Spectral Angle Mapper (SAM)#
SAM measures how closely each pixel’s spectrum matches one or more reference spectra (e.g. known minerals), by treating spectra as vectors and comparing their angle rather than their brightness.
How it works#
Picture each spectrum — a pixel’s, and a reference’s — as a vector in n-dimensional space, where n is the number of bands. SAM computes the angle between those two vectors:
angle = arccos( (pixel · reference) / (‖pixel‖ ‖reference‖) )
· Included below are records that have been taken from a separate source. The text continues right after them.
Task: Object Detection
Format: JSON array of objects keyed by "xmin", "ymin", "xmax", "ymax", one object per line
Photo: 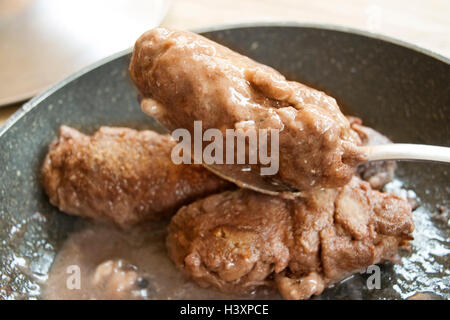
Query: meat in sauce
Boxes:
[
  {"xmin": 167, "ymin": 177, "xmax": 414, "ymax": 299},
  {"xmin": 129, "ymin": 28, "xmax": 365, "ymax": 191},
  {"xmin": 42, "ymin": 126, "xmax": 232, "ymax": 228}
]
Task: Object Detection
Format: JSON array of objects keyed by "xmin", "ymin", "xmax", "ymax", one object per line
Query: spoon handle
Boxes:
[{"xmin": 362, "ymin": 143, "xmax": 450, "ymax": 163}]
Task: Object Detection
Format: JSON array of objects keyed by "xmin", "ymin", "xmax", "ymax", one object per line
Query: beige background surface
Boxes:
[{"xmin": 0, "ymin": 0, "xmax": 450, "ymax": 124}]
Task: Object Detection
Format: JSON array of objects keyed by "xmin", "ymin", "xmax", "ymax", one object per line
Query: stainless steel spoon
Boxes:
[{"xmin": 204, "ymin": 143, "xmax": 450, "ymax": 198}]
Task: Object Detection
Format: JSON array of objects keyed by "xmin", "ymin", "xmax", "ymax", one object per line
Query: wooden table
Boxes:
[{"xmin": 0, "ymin": 0, "xmax": 450, "ymax": 125}]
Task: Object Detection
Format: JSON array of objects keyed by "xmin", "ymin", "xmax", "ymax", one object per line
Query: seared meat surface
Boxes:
[
  {"xmin": 129, "ymin": 28, "xmax": 364, "ymax": 191},
  {"xmin": 347, "ymin": 117, "xmax": 397, "ymax": 190},
  {"xmin": 167, "ymin": 177, "xmax": 414, "ymax": 299},
  {"xmin": 42, "ymin": 126, "xmax": 231, "ymax": 228}
]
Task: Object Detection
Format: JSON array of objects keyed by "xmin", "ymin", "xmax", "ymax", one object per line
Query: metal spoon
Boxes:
[{"xmin": 204, "ymin": 143, "xmax": 450, "ymax": 198}]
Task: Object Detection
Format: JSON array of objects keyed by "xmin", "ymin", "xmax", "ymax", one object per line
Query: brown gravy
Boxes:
[{"xmin": 43, "ymin": 223, "xmax": 280, "ymax": 299}]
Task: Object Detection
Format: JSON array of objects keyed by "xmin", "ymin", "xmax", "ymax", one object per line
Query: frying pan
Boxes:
[{"xmin": 0, "ymin": 24, "xmax": 450, "ymax": 299}]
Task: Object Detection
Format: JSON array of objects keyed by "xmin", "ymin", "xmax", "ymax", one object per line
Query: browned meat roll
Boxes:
[
  {"xmin": 129, "ymin": 28, "xmax": 364, "ymax": 191},
  {"xmin": 167, "ymin": 177, "xmax": 414, "ymax": 299},
  {"xmin": 347, "ymin": 117, "xmax": 397, "ymax": 190},
  {"xmin": 42, "ymin": 126, "xmax": 231, "ymax": 227}
]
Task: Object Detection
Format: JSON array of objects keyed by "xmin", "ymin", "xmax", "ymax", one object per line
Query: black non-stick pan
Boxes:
[{"xmin": 0, "ymin": 25, "xmax": 450, "ymax": 299}]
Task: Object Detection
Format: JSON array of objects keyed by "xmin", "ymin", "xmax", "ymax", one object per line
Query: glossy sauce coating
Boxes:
[
  {"xmin": 42, "ymin": 126, "xmax": 232, "ymax": 228},
  {"xmin": 129, "ymin": 28, "xmax": 364, "ymax": 191},
  {"xmin": 167, "ymin": 177, "xmax": 414, "ymax": 299}
]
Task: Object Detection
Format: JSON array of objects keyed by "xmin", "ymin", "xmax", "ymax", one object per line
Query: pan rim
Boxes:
[{"xmin": 0, "ymin": 21, "xmax": 450, "ymax": 142}]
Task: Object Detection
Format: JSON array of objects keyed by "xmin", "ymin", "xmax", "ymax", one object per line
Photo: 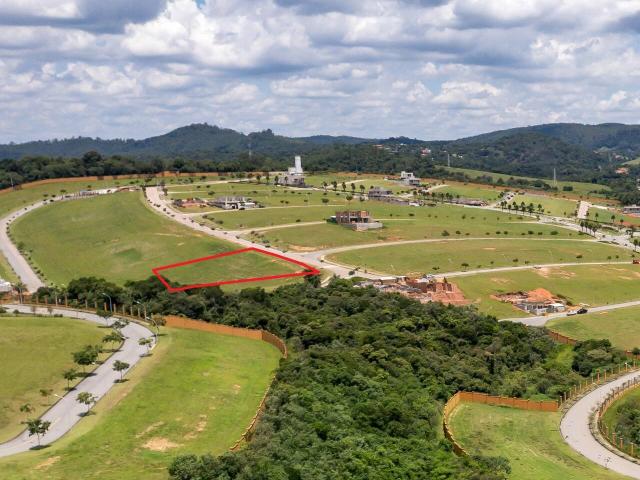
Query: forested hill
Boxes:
[
  {"xmin": 0, "ymin": 123, "xmax": 368, "ymax": 160},
  {"xmin": 446, "ymin": 131, "xmax": 609, "ymax": 179},
  {"xmin": 456, "ymin": 123, "xmax": 640, "ymax": 156}
]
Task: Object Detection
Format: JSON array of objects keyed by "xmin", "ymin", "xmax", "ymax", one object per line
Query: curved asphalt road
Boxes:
[
  {"xmin": 0, "ymin": 201, "xmax": 49, "ymax": 292},
  {"xmin": 560, "ymin": 372, "xmax": 640, "ymax": 479},
  {"xmin": 0, "ymin": 304, "xmax": 155, "ymax": 458}
]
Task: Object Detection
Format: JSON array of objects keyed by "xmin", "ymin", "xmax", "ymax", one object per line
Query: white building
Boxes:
[
  {"xmin": 400, "ymin": 171, "xmax": 420, "ymax": 187},
  {"xmin": 622, "ymin": 205, "xmax": 640, "ymax": 215},
  {"xmin": 208, "ymin": 197, "xmax": 257, "ymax": 210},
  {"xmin": 280, "ymin": 155, "xmax": 305, "ymax": 187},
  {"xmin": 0, "ymin": 278, "xmax": 13, "ymax": 293}
]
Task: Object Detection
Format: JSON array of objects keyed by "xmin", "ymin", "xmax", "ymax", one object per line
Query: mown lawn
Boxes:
[
  {"xmin": 0, "ymin": 329, "xmax": 280, "ymax": 480},
  {"xmin": 249, "ymin": 201, "xmax": 576, "ymax": 250},
  {"xmin": 451, "ymin": 404, "xmax": 626, "ymax": 480},
  {"xmin": 12, "ymin": 192, "xmax": 300, "ymax": 284},
  {"xmin": 452, "ymin": 264, "xmax": 640, "ymax": 318},
  {"xmin": 327, "ymin": 238, "xmax": 631, "ymax": 276},
  {"xmin": 158, "ymin": 252, "xmax": 302, "ymax": 287},
  {"xmin": 434, "ymin": 182, "xmax": 503, "ymax": 202},
  {"xmin": 0, "ymin": 316, "xmax": 105, "ymax": 442},
  {"xmin": 602, "ymin": 387, "xmax": 640, "ymax": 444},
  {"xmin": 547, "ymin": 306, "xmax": 640, "ymax": 350},
  {"xmin": 511, "ymin": 195, "xmax": 578, "ymax": 217},
  {"xmin": 444, "ymin": 167, "xmax": 611, "ymax": 196}
]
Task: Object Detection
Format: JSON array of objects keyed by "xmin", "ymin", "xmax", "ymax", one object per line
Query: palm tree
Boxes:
[
  {"xmin": 76, "ymin": 392, "xmax": 98, "ymax": 415},
  {"xmin": 13, "ymin": 281, "xmax": 27, "ymax": 303},
  {"xmin": 113, "ymin": 360, "xmax": 131, "ymax": 382},
  {"xmin": 26, "ymin": 418, "xmax": 51, "ymax": 446},
  {"xmin": 62, "ymin": 368, "xmax": 78, "ymax": 390}
]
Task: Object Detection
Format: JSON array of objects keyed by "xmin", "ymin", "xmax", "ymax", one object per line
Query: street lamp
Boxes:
[
  {"xmin": 134, "ymin": 300, "xmax": 159, "ymax": 343},
  {"xmin": 101, "ymin": 293, "xmax": 113, "ymax": 313}
]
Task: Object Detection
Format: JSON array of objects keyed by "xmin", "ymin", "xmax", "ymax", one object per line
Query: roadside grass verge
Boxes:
[
  {"xmin": 442, "ymin": 167, "xmax": 611, "ymax": 196},
  {"xmin": 0, "ymin": 329, "xmax": 280, "ymax": 480},
  {"xmin": 249, "ymin": 201, "xmax": 576, "ymax": 250},
  {"xmin": 452, "ymin": 264, "xmax": 640, "ymax": 318},
  {"xmin": 327, "ymin": 238, "xmax": 631, "ymax": 276},
  {"xmin": 0, "ymin": 316, "xmax": 109, "ymax": 442},
  {"xmin": 12, "ymin": 192, "xmax": 302, "ymax": 284},
  {"xmin": 547, "ymin": 306, "xmax": 640, "ymax": 350},
  {"xmin": 451, "ymin": 404, "xmax": 626, "ymax": 480},
  {"xmin": 511, "ymin": 194, "xmax": 578, "ymax": 217}
]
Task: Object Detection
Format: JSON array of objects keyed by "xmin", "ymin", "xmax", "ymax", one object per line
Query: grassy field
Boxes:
[
  {"xmin": 160, "ymin": 248, "xmax": 302, "ymax": 286},
  {"xmin": 168, "ymin": 183, "xmax": 352, "ymax": 208},
  {"xmin": 451, "ymin": 404, "xmax": 626, "ymax": 480},
  {"xmin": 547, "ymin": 306, "xmax": 640, "ymax": 350},
  {"xmin": 602, "ymin": 388, "xmax": 640, "ymax": 444},
  {"xmin": 589, "ymin": 208, "xmax": 640, "ymax": 225},
  {"xmin": 434, "ymin": 182, "xmax": 503, "ymax": 203},
  {"xmin": 249, "ymin": 202, "xmax": 586, "ymax": 250},
  {"xmin": 443, "ymin": 167, "xmax": 611, "ymax": 196},
  {"xmin": 512, "ymin": 195, "xmax": 578, "ymax": 217},
  {"xmin": 0, "ymin": 329, "xmax": 280, "ymax": 480},
  {"xmin": 327, "ymin": 238, "xmax": 631, "ymax": 276},
  {"xmin": 12, "ymin": 192, "xmax": 300, "ymax": 284},
  {"xmin": 453, "ymin": 265, "xmax": 640, "ymax": 318},
  {"xmin": 0, "ymin": 316, "xmax": 105, "ymax": 442},
  {"xmin": 0, "ymin": 254, "xmax": 18, "ymax": 283}
]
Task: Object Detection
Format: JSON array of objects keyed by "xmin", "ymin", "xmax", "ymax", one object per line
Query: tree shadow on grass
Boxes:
[{"xmin": 29, "ymin": 445, "xmax": 50, "ymax": 450}]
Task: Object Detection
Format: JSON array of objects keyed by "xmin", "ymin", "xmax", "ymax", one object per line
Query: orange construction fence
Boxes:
[{"xmin": 442, "ymin": 392, "xmax": 558, "ymax": 456}]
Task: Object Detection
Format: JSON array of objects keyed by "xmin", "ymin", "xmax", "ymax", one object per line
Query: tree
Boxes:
[
  {"xmin": 26, "ymin": 418, "xmax": 51, "ymax": 446},
  {"xmin": 76, "ymin": 392, "xmax": 98, "ymax": 415},
  {"xmin": 73, "ymin": 345, "xmax": 100, "ymax": 373},
  {"xmin": 111, "ymin": 318, "xmax": 129, "ymax": 332},
  {"xmin": 40, "ymin": 388, "xmax": 53, "ymax": 402},
  {"xmin": 20, "ymin": 403, "xmax": 34, "ymax": 416},
  {"xmin": 102, "ymin": 330, "xmax": 124, "ymax": 343},
  {"xmin": 138, "ymin": 338, "xmax": 153, "ymax": 355},
  {"xmin": 96, "ymin": 308, "xmax": 111, "ymax": 326},
  {"xmin": 113, "ymin": 360, "xmax": 131, "ymax": 382},
  {"xmin": 62, "ymin": 368, "xmax": 78, "ymax": 390}
]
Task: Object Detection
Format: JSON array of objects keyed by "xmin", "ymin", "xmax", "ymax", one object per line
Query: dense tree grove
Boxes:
[
  {"xmin": 612, "ymin": 395, "xmax": 640, "ymax": 445},
  {"xmin": 32, "ymin": 278, "xmax": 628, "ymax": 480}
]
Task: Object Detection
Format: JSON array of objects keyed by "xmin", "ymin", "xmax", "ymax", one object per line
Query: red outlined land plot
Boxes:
[{"xmin": 152, "ymin": 247, "xmax": 320, "ymax": 292}]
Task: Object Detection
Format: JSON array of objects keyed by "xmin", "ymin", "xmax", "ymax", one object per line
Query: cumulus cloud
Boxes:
[{"xmin": 0, "ymin": 0, "xmax": 640, "ymax": 142}]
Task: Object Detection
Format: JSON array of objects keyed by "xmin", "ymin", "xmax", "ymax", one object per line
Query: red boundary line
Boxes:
[{"xmin": 151, "ymin": 247, "xmax": 320, "ymax": 293}]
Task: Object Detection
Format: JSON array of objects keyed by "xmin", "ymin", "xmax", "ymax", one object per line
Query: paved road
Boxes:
[
  {"xmin": 0, "ymin": 201, "xmax": 48, "ymax": 292},
  {"xmin": 560, "ymin": 372, "xmax": 640, "ymax": 479},
  {"xmin": 146, "ymin": 187, "xmax": 380, "ymax": 278},
  {"xmin": 576, "ymin": 200, "xmax": 591, "ymax": 220},
  {"xmin": 0, "ymin": 305, "xmax": 153, "ymax": 457}
]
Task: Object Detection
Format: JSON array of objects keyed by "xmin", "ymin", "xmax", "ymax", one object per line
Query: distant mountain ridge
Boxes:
[
  {"xmin": 455, "ymin": 123, "xmax": 640, "ymax": 155},
  {"xmin": 0, "ymin": 123, "xmax": 373, "ymax": 159},
  {"xmin": 0, "ymin": 123, "xmax": 640, "ymax": 168}
]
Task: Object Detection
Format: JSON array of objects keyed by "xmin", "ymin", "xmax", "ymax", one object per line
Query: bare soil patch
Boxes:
[{"xmin": 143, "ymin": 437, "xmax": 180, "ymax": 452}]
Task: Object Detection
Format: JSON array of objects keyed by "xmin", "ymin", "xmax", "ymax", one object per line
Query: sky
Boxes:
[{"xmin": 0, "ymin": 0, "xmax": 640, "ymax": 143}]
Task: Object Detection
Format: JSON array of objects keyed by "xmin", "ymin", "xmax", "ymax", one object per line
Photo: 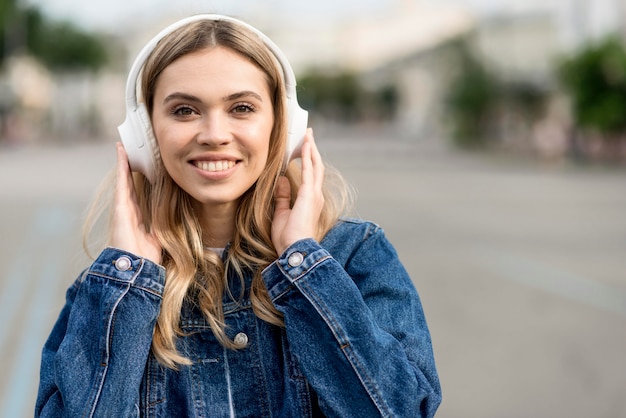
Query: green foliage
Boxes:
[
  {"xmin": 298, "ymin": 72, "xmax": 399, "ymax": 122},
  {"xmin": 446, "ymin": 41, "xmax": 498, "ymax": 148},
  {"xmin": 0, "ymin": 0, "xmax": 108, "ymax": 71},
  {"xmin": 558, "ymin": 37, "xmax": 626, "ymax": 136}
]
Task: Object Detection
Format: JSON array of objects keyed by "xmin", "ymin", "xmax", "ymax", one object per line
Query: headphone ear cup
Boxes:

reported in degrees. Because it depends only on the direction of the vectors, not their length, SAM is insensitive to illumination and brightness — a brightly lit and a shadowed pixel of the same material point the same way and give the same (small) angle. A smaller angle means a better match; an angle below the per-reference threshold marks the pixel as a detection.
Before comparison, each reference is interpolated onto the target’s wavelength grid (linearly), bad bands are dropped, and only the chosen wavelength range is used.
In Image Cube mode each run produces two datasets, one band per reference spectrum:
SAM Angle, Img: <source>— the angle (degrees) at every pixel.SAM CLS, Img: <source>— a boolean classification (angle < threshold).
Using the tool#
Inputs work the same way as Spectral Feature Fitting:
Target — choose Image Cube (or Spectrum) and select the dataset (or spectrum) to analyze.
Wavelength range — set the min/max and units to restrict the comparison.
References — check one or more reference spectra. Add them via Add Library, Add Spectrum (from a text file), or Add Collected Spectrum; a default USGS mineral library is preloaded to get you started. Each reference has its own threshold (Initial Angle (°), default 5°), seeded from the method threshold but individually overridable.
Click Run SAM. Image-cube runs proceed in the background; spectrum runs open a ranked details table with a comparison plot.